La même année, peu de temps après sa sortie de l’hôpital, s’est tenue une assemblée à Gbarnga. Le dernier jour de l’assemblée, des soldats ont rassemblé tous les assistants et nous ont ordonné de saluer le drapeau. Comme nous avons refusé, ils nous ont obligés à lever les mains en l’air et à regarder en direction du soleil. Ils ont même frappé nos frères avec la crosse de leurs fusils. Pour m’aider à rester fidèle à Jéhovah, je fredonnais en moi-même le cantique du Royaume “Ne les craignez pas”. Après cela, les soldats nous ont jetés dans une prison affreusement sale. Trois jours plus tard, les Témoins étrangers ont été relâchés; Lichfield et moi avons été expulsés en Sierra Leone. Quant aux Témoins du pays, ils ont été libérés le lendemain.
D’autres privilèges et bénédictions
Nous avons été nommés dans la congrégation de Bo, dans le sud de la Sierra Leone. Nous y avons servi pendant huit ans, puis nous avons été envoyés à Njala. Pendant notre séjour à Njala, mon mari a été nommé surveillant de circonscription suppléant, et j’ai eu le plaisir de l’accompagner dans cette forme de service. Puis, au milieu des années 70, nous avons de nouveau été nommés dans la congrégation de Freetown-Est.
J’ai été récompensée en voyant de nombreuses personnes avec qui j’avais étudié la Bible prendre position pour le vrai culte. J’ai plus de 60 enfants et petits-enfants “spirituels” qui sont autant de “lettres de recommandation”. (2 Corinthiens 3:1.) Certaines de ces personnes ont dû opérer de très grands changements dans leur vie, telle Victoria Dyke, une ancienne prophétesse de la secte Aladura. Après avoir examiné 1 Jean 5:21, elle s’est finalement débarrassée de ses nombreux fétiches et objets de culte.
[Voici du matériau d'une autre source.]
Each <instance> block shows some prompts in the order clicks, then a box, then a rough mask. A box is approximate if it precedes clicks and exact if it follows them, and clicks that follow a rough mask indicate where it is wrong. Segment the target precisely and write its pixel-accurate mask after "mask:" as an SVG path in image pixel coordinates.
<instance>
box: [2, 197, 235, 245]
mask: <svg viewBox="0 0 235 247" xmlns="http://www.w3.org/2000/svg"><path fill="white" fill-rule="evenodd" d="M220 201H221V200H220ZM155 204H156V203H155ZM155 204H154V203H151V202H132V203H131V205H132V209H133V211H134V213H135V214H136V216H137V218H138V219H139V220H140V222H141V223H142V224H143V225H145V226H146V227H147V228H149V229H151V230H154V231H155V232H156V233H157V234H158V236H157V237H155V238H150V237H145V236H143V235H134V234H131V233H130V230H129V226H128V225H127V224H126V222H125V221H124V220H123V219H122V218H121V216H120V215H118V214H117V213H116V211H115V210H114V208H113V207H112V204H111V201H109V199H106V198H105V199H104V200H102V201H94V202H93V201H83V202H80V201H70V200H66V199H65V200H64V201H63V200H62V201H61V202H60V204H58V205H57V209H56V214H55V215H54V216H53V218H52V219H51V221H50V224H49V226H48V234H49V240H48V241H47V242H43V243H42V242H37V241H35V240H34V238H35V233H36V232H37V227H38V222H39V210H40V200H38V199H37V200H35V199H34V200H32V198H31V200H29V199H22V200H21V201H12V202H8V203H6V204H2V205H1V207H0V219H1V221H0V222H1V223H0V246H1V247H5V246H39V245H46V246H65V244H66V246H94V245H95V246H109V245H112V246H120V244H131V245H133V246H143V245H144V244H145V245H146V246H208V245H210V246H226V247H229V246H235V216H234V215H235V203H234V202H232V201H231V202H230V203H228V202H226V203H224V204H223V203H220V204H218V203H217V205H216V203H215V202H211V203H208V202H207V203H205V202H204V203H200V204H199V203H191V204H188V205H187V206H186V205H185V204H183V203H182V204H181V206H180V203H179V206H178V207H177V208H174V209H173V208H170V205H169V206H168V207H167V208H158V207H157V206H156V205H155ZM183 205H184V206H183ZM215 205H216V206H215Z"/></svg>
Elle a symbolisé l’offrande de sa personne à Jéhovah par le baptême et est devenue par la suite pionnière spéciale, aidant de nombreux membres de sa famille à accepter la vérité.
En avril 1985, quelques mois avant notre 44e anniversaire de mariage, j’ai perdu mon mari. Mais je ne me sens pas abandonnée. Je continue de servir Jéhovah, mon Aide, comme ministre à plein temps. Les chrétiens que j’ai aidés à connaître Jéhovah me sont particulièrement chers. D’une certaine façon, ils sont ma famille. Je les aime et ils m’aiment aussi. Quand je suis malade, ils s’empressent de me soigner et, bien évidemment, je les soutiens également.
Je n’ai aucun doute à ce sujet: si je devais tout recommencer, je prendrais joyeusement ma faucille pour participer à la moisson comme collaboratrice de Jéhovah.